Pembahasan Penting: Dubes ungkap alasan Iran terima Pakistan tengahi dialog dengan AS

IMG 1231

Dubes Ungkap Alasan Iran Terima Pakistan Tengahi Dialog dengan AS

Dari Jakarta, terungkap alasan Iran memilih Pakistan sebagai pihak penengah dalam upaya mencapai gencatan senjata dengan Amerika Serikat. Duta Besar Iran, Mohammad Boroujerdi, menjelaskan bahwa langkah ini didasari oleh niat baik Pakistan yang telah menunjukkan komitmen nyata untuk mempercepat proses perundingan. “Perdana Menteri Pakistan (Shehbaz Sharif) telah melakukan banyak upaya demi gencatan senjata di kawasan Teluk,” ujarnya setelah peluncuran buku peringatan mendiang Pemimpin Tertinggi Ayatollah Ali Khamenei di ibukota, Sabtu.

“PM Sharif secara intensif berdialog dengan pihak Iran dan meyakinkan Teheran agar menghentikan serangan serta kembali ke meja perundingan,” tambah Boroujerdi. Di sisi lain, ia juga menyebutkan bahwa pemimpin Pakistan aktif berkoordinasi dengan Amerika Serikat untuk mendorong negosiasi bilateral.

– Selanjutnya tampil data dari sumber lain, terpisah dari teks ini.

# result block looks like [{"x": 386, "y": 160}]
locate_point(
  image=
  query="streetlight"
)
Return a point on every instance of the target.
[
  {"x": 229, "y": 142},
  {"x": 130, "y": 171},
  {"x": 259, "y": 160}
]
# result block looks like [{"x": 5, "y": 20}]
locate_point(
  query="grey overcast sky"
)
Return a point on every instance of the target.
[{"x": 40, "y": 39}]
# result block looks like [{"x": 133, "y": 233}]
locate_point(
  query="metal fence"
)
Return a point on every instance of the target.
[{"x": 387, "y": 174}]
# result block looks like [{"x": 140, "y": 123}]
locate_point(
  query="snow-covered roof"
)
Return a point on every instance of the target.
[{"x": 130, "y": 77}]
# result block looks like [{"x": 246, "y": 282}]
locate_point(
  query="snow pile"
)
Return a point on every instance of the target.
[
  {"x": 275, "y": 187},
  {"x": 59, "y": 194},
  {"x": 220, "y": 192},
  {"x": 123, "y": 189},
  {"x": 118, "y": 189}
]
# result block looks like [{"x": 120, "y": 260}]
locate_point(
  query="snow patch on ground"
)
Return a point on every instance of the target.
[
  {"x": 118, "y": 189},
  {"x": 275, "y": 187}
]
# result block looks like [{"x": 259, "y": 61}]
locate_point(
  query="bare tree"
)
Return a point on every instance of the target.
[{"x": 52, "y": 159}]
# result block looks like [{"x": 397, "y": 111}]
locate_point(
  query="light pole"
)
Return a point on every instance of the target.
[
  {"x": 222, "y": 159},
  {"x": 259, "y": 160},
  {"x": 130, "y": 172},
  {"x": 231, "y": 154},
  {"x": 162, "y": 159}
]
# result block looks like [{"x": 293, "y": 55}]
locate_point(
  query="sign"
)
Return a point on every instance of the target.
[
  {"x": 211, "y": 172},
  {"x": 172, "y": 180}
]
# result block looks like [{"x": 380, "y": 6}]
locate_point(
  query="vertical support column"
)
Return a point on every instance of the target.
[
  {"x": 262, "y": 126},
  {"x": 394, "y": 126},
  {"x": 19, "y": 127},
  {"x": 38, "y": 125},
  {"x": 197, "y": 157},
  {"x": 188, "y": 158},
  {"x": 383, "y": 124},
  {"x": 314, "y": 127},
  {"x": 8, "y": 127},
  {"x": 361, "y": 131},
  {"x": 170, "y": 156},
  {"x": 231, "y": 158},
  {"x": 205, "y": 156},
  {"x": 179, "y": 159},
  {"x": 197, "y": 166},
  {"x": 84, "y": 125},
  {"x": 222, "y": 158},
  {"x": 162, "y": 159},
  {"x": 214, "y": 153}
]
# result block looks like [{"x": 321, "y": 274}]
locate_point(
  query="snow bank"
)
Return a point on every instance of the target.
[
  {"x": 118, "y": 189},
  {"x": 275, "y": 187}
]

Pakistan dikenal sebagai pihak yang tak lupa menawarkan diri sebagai tempat pelaksanaan perundingan damai antara AS dan Iran. “Negara ini berusaha memastikan keterlibatan kami serta lawan kami, sehingga proses negosiasi dapat berlangsung di Islamabad,” terang Dubes Boroujerdi. Dalam konteks ini, Pakistan juga dianggap sebagai salah satu dari beberapa negara yang menawarkan peran penengah, termasuk Indonesia.

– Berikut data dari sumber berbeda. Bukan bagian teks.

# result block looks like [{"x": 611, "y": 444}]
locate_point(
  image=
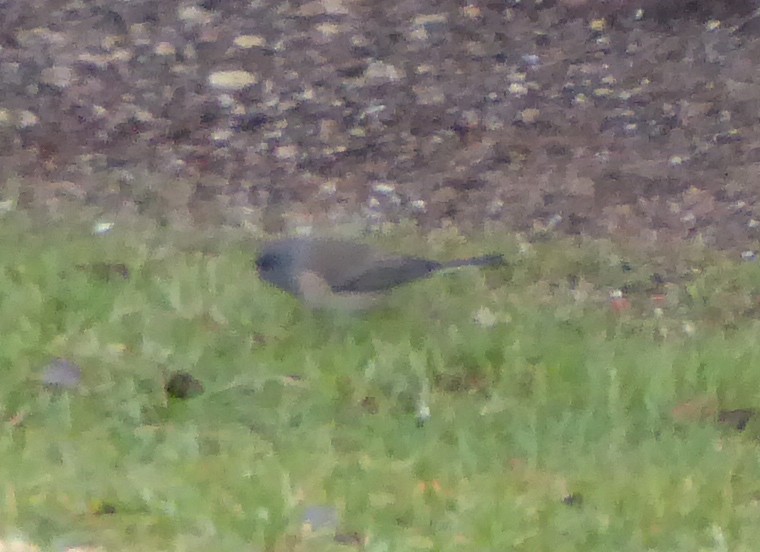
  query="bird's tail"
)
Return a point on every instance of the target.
[{"x": 485, "y": 260}]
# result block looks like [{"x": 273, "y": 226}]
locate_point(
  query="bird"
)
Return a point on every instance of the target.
[{"x": 341, "y": 274}]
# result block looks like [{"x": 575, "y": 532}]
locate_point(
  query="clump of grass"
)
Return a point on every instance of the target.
[{"x": 550, "y": 422}]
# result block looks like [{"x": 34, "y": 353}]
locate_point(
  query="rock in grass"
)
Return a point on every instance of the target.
[
  {"x": 320, "y": 519},
  {"x": 61, "y": 374},
  {"x": 182, "y": 385}
]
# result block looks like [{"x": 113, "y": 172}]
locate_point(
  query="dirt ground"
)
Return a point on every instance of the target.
[{"x": 575, "y": 116}]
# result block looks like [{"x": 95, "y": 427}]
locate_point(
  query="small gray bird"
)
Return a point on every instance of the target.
[{"x": 346, "y": 275}]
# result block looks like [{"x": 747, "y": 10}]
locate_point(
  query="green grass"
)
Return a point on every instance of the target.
[{"x": 551, "y": 423}]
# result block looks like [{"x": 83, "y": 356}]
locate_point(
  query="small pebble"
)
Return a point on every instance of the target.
[
  {"x": 182, "y": 385},
  {"x": 61, "y": 374}
]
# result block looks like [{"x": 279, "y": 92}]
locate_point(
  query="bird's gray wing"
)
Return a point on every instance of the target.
[{"x": 387, "y": 273}]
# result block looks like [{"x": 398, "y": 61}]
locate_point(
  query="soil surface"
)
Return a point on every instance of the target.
[{"x": 573, "y": 116}]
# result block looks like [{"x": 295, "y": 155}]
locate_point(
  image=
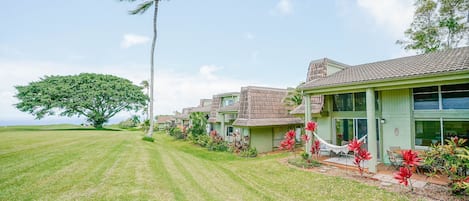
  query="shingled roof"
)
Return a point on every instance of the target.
[
  {"x": 261, "y": 106},
  {"x": 230, "y": 108},
  {"x": 447, "y": 61},
  {"x": 185, "y": 113},
  {"x": 204, "y": 106},
  {"x": 317, "y": 70},
  {"x": 216, "y": 104}
]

Perundingan Dimulai di Islamabad

Pembicaraan langsung antara delegasi AS dan Iran dimulai di kota Islamabad, Sabtu, sebagai langkah untuk mencapai gencatan senjata permanen. Menurut laporan Kantor Berita Anadolu, Pakistan telah berhasil membantu menjamin gencatan senjata selama dua minggu antara kedua belah pihak sebelumnya. Pertemuan dilangsungkan di lokasi militer yang diawasi secara ketat oleh tentara Pakistan, dengan potensi berlangsung lebih dari satu hari.

Para delegasi Iran yang terlibat dalam perundingan meliputi Ketua Parlemen Mohammad-Bagher Ghalibaf, Menteri Luar Negeri Abbas Araghchi, Sekretaris Dewan Keamanan Nasional Ali Akbar Ahmadian, dan Gubernur Bank Sentral Abdolnaser Hemmati. Sementara itu, delegasi AS terdiri dari Wakil Presiden J. D. Vance, utusan khusus Steve Witkoff, Jared Kushner (menantu Donald Trump), serta perwakilan dari Departemen Luar Negeri, Pentagon, dan Dewan Keamanan Nasional AS.